J'ai l'impression que votre représentation du métier de boucher, c'est vendre sa viande sur un présentoir. Mais ce n'est pas ça être boucher. Vos messages, en réalité, me choquent. J'ai grandi avec un grand-père paternel boucher, et pour ma part je sais de quoi je parle, c'est un sujet qui ne m'amuse pas du tout.
Être boucher, c'est vivre toute la journée dans ce cadre :
Vous vivez avec les cadavres, les salles réfrigérées. Vous découpez des corps. Vous savez ce que c'est découper un corps ? L'épaisseur d'une peau de porc ? Comment on s'acharne dessus ? Les couteaux énormes que l'on utilise ? Couper une bête morte demande un usage de l'outil similaire à un bûcheron qui coupe un arbre : de l'archarnement, de la force. Les os pètent, le cartilage saute, la chair gicle sur vous. Le sang explose. Et l'odeur ? Connaissez-vous l'odeur ? Les centaines de kilogrammes de corps, de viande, d'abats dans lesquels vous vivez ? Vous savez comment les corps d'animaux vous sont livrés ? Vous avez déjà vu un lapin écorché ? Oui, un écorché de lapin (ça ressemble à un chat), avec les yeux noirs sur le fond rouge vif des muscles encore chaud. On arrache la fourrure, et hop, le beau lapin tout nu. Et BAM, on coupe les os, on arrache des jambes comme on arrache une cuisse de poulet cuit. Ce sont des animaux morts manipulés comme des objets. Des animaux que vous voyez écartelés, vidés. Vous avez déjà vu des boyaux, des animaux vidés ? Un poisson vidé c'est écoeurant hein ? Imaginez un boeuf, un cochon, un agneau, un mouton. Et puis on coupe à la hache les pieds de porc. Couper un os, essayez vous verrez, comment c'est inhumain, comment il faut s'acharner. Vous vivez avec les gêlées, les yeux de lapin écorchés, les carcasses de boeufs, l'odeur de la mort, de la chair glacée. Les corps sont lourds, c'est très lourd à porter l'animal. C'est comme l'humain, la chair humaine, il n'y a rien de différent.

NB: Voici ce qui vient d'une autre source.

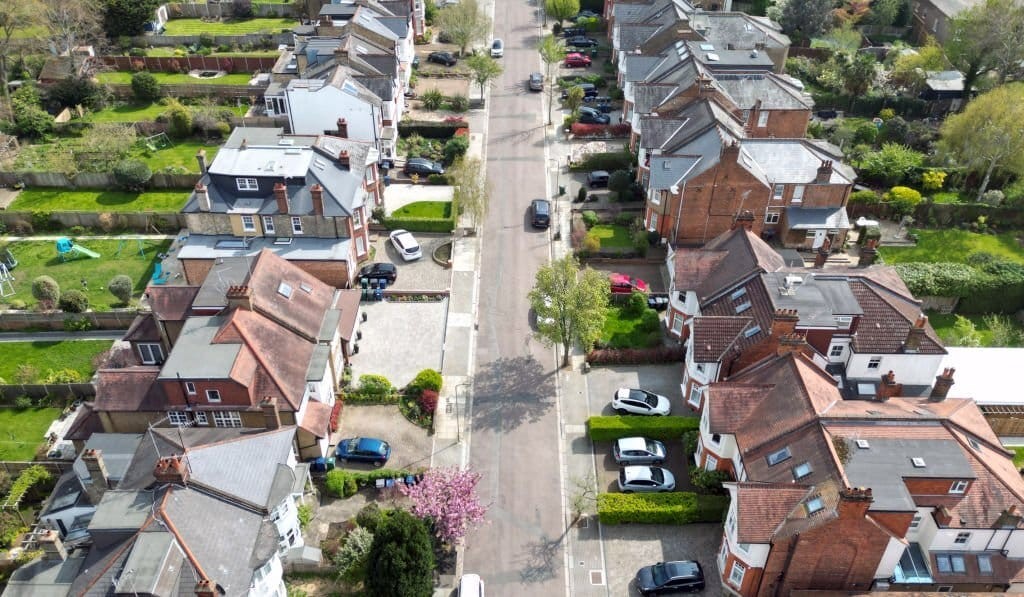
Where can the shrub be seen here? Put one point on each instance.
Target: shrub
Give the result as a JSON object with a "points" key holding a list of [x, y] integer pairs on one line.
{"points": [[74, 301], [665, 428], [428, 379], [144, 86], [672, 508], [121, 287], [46, 291]]}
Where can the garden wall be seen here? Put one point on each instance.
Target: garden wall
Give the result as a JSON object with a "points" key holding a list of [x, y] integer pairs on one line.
{"points": [[192, 62]]}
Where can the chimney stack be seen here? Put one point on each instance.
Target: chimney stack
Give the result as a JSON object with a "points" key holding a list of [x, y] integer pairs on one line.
{"points": [[888, 387], [316, 192], [202, 197], [271, 416], [915, 334], [201, 159], [93, 460], [281, 196], [240, 296], [171, 469], [943, 382]]}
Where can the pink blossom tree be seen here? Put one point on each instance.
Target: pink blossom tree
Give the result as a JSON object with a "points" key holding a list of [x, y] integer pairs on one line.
{"points": [[448, 497]]}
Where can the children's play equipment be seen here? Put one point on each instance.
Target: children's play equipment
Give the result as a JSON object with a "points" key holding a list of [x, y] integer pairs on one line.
{"points": [[66, 246]]}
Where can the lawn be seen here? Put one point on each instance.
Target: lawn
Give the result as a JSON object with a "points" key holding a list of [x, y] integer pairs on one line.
{"points": [[622, 331], [612, 236], [24, 430], [40, 258], [198, 27], [955, 246], [124, 78], [98, 201], [425, 209]]}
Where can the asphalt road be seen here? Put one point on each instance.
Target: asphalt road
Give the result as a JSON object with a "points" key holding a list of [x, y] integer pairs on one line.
{"points": [[514, 421]]}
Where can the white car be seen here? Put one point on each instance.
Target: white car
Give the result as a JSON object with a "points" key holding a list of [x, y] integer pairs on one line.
{"points": [[406, 245], [637, 401]]}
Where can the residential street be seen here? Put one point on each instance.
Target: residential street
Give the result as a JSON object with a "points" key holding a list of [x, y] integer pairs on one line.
{"points": [[514, 423]]}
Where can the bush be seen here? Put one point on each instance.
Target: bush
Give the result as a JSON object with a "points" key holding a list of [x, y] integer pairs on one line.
{"points": [[144, 86], [672, 508], [74, 301], [121, 287], [665, 428]]}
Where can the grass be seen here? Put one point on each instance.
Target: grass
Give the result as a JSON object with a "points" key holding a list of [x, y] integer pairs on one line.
{"points": [[124, 78], [425, 209], [24, 430], [198, 27], [612, 236], [48, 200], [622, 331], [40, 258], [955, 246]]}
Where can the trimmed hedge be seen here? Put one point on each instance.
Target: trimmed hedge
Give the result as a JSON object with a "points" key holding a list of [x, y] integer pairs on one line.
{"points": [[672, 508], [665, 428]]}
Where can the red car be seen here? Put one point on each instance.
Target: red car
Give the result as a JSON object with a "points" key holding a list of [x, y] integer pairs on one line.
{"points": [[622, 284], [577, 59]]}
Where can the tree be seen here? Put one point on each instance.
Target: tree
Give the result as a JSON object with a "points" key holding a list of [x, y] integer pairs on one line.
{"points": [[446, 498], [988, 135], [561, 9], [552, 52], [400, 562], [471, 194], [484, 70], [806, 18], [465, 23], [127, 17], [569, 304]]}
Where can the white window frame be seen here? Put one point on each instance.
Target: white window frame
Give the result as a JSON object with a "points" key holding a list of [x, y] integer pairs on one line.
{"points": [[247, 183]]}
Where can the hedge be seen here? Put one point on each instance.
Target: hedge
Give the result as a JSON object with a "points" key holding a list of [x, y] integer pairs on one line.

Vous avez les têtes de porc aussi, des groins qui traînent. Des vrais. Aussi vrais que nature, sauf qu'ils sont immobiles, figés. C'est le musée des horreurs, être boucher. Et l'odeur, cette odeur persistante, qui reste sur les vêtements, qui s'imprègnent dans la peau, je m'en souviendrai.
Vous savez comment on fait les saucisses ? La viande hachée que l'on fait progressivement passée dans des boyaus qui ont été vidés et nettoyés (par vos soins). Des beaux boyaux blancs, un peu transparents. La viande est accrochée dans des crochets de boucher (
image tirée d'un film, très fidèle à la réalité). Vous savez la sensation que ça fait, d'enfoncer de la chair dans un crochet ?
Vos messages me choquent, parce qu'en plus d'être des discours inconscients (non-informés), vous croyez sincèrement que vous pourriez faire le métier de boucher, alors que je ne vous donne même pas 24h dans ce métier. Si vous avez des chats vivants, vous imaginerez aisément ce que ça peut faire de s'occuper du corps d'un animal, et comment était la bête avant qu'elle ne soit tuée.
Ca ne m'étonne pas que les gens soient aussi carnivores, ils n'ont pas conscience de ce qui se passe avant qu'ils soient devant ler morceau de bifteak passé au grill. Mais allez, allez dans un abattoir. Juste une heure. Assistez aux abattages, aux transports des bêtes. Et allez, je vous en prie, travailler dans une boucherie. Être boucher ce n'est pas proposer de la viande rouge à Géant Casino devant son rayon, le travail de boucher c'est tout ce qui se passe à l'arrière et que vous ne voyez pas.
Mon grand-père était boucher, ma mère a travaillé en abattoire de volailles, a récupéré des poules pondeuses, mes grand-parents maternels abattaient et faisaient leurs propres viandes, une partie de ma famille sont des chasseurs. Je sais ce que c'est tuer, les cadavres, le coût d'une vie, la violence et les odeurs, la découpe de la chair et du corps, alors lire ce genre de discours naïfs est pour moi intolérable. Il faut s'informer et aller voir la réalité.